This year, there was a lot of discussion and due to last years’ experience, everyone seemed to basically have a plan to follow. However, it just wasn’t written out like the “Ski Well, Be Well” program. I am not a doubting Thomas, but I just had this feeling something was going to go south on the season.
When the Omicron variant was starting to make the rounds before fall was even with us, that pit in my stomach started to get bigger and bigger. Seriously I decided to try and not to think about it, but knowing me as you may do, I started to develop a plan if it got to a point where it was going to affect day to day resort operations.

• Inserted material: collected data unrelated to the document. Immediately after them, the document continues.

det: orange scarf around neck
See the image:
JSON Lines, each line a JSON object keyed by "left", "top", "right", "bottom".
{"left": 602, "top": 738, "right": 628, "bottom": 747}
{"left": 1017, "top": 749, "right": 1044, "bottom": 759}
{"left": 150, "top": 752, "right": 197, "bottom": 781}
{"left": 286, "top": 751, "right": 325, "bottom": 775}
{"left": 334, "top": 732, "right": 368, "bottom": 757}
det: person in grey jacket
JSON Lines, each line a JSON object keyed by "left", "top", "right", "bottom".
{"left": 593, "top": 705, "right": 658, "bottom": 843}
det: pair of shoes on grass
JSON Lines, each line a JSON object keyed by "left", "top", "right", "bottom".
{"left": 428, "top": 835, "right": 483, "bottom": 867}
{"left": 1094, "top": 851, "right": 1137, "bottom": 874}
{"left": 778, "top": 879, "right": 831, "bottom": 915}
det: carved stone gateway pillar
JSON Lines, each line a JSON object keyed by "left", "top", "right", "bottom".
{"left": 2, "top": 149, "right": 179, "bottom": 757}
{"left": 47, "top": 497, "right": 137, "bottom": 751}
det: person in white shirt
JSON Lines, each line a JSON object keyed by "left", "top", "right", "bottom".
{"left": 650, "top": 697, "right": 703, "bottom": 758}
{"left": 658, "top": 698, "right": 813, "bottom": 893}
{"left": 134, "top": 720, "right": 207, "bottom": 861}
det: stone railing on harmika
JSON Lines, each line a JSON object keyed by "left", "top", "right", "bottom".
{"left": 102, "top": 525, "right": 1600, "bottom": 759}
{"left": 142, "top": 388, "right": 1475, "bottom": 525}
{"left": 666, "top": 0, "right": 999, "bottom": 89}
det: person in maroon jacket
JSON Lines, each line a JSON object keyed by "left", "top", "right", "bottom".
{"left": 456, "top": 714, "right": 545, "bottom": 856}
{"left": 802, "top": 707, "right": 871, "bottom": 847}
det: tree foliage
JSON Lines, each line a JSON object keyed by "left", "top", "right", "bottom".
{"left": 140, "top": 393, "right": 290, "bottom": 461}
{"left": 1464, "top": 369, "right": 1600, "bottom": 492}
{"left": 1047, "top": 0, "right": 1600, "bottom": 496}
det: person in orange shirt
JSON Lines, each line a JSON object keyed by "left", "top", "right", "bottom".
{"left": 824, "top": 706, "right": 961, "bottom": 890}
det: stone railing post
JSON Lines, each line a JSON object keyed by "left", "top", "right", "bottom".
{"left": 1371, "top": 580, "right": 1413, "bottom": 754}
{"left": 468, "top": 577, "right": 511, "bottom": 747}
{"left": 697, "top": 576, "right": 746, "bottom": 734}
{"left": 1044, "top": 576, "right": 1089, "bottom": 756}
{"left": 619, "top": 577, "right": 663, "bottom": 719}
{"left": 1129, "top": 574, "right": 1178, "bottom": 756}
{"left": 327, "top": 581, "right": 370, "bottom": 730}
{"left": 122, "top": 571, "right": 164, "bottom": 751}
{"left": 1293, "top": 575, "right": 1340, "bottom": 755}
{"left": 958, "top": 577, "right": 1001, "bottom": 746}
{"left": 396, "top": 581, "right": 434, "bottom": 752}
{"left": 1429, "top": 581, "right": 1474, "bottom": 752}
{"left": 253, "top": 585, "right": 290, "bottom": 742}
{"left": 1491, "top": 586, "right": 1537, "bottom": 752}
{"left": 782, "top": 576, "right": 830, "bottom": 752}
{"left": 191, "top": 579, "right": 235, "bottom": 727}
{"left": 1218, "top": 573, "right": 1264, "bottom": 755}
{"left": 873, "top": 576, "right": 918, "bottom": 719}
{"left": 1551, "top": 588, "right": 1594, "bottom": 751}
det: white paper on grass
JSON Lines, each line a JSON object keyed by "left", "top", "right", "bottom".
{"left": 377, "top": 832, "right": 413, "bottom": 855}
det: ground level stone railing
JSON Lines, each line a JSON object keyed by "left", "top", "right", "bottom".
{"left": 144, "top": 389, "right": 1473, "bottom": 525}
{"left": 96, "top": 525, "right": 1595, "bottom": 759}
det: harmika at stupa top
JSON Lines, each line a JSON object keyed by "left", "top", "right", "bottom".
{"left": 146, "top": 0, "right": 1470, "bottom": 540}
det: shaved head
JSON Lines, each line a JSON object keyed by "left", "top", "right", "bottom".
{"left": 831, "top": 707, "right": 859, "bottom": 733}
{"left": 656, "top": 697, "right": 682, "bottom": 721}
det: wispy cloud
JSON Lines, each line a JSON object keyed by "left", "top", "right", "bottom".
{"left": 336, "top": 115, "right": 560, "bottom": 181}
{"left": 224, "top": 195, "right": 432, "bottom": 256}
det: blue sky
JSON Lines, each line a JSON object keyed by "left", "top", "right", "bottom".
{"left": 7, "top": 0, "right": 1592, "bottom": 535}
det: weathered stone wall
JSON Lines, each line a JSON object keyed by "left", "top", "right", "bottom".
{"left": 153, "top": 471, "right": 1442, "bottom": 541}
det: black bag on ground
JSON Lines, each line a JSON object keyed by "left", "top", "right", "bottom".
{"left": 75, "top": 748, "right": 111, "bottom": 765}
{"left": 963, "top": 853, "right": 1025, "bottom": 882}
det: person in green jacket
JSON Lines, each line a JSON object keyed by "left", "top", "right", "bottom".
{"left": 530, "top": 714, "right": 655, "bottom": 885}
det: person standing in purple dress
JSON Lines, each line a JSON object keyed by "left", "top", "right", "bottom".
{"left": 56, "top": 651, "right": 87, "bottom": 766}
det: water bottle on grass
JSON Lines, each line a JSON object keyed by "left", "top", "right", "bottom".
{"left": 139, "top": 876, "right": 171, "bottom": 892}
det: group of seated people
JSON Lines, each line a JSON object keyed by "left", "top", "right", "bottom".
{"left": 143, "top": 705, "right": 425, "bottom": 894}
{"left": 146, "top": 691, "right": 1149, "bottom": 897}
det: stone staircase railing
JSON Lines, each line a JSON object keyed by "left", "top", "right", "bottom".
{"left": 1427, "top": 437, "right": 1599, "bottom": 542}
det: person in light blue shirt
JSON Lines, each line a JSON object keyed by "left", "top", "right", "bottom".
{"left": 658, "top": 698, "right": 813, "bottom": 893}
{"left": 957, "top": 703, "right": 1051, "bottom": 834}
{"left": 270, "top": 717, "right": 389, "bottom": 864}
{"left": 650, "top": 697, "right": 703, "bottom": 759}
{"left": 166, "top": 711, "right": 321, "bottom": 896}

As I look back now and after speaking with a number of resort officials, where it affected operations was with the number of employees available on any given day. To work around those challenges, there were employees at a lot of resorts this year that wore a number of hats. One day they may have been working in food and beverage and another day they might be parking cars or working the lift lines.
That is something I just love about this industry, when things get tough, you don’t hear, “we can’t do that,” but instead you hear, “okay, this is how we are going to handle the situation.” As the saying goes in sports, if one player goes down, it’s next man or women up to fill in the gap.
We have now gone through two very challenging ski seasons, not only in the southeast, but across the country. Speaking to other ski association folks made it clear that the southeast region really didn’t do too bad this season, all things considered.
Too many times our glasses are half empty instead of half full and I now realize more than ever that every resort operator in the southeast’s glass is half full. They just put the plow down and kept pushing and finding answers for visitors to have a great day on the slopes.
As columns go this is basically my final column of the season. I will be wrapping up my 18th season on skisoutheast.com with my annual Snowies next week. The committee will be working hard this week.
That’s it for this week, thanks for joining me for my weekly turns on the laptop. Just remember whether it be cold or whether it be warm, we’ll weather the weather, whatever the weather will be. Hope everyone has had a chance to make a few turns this season.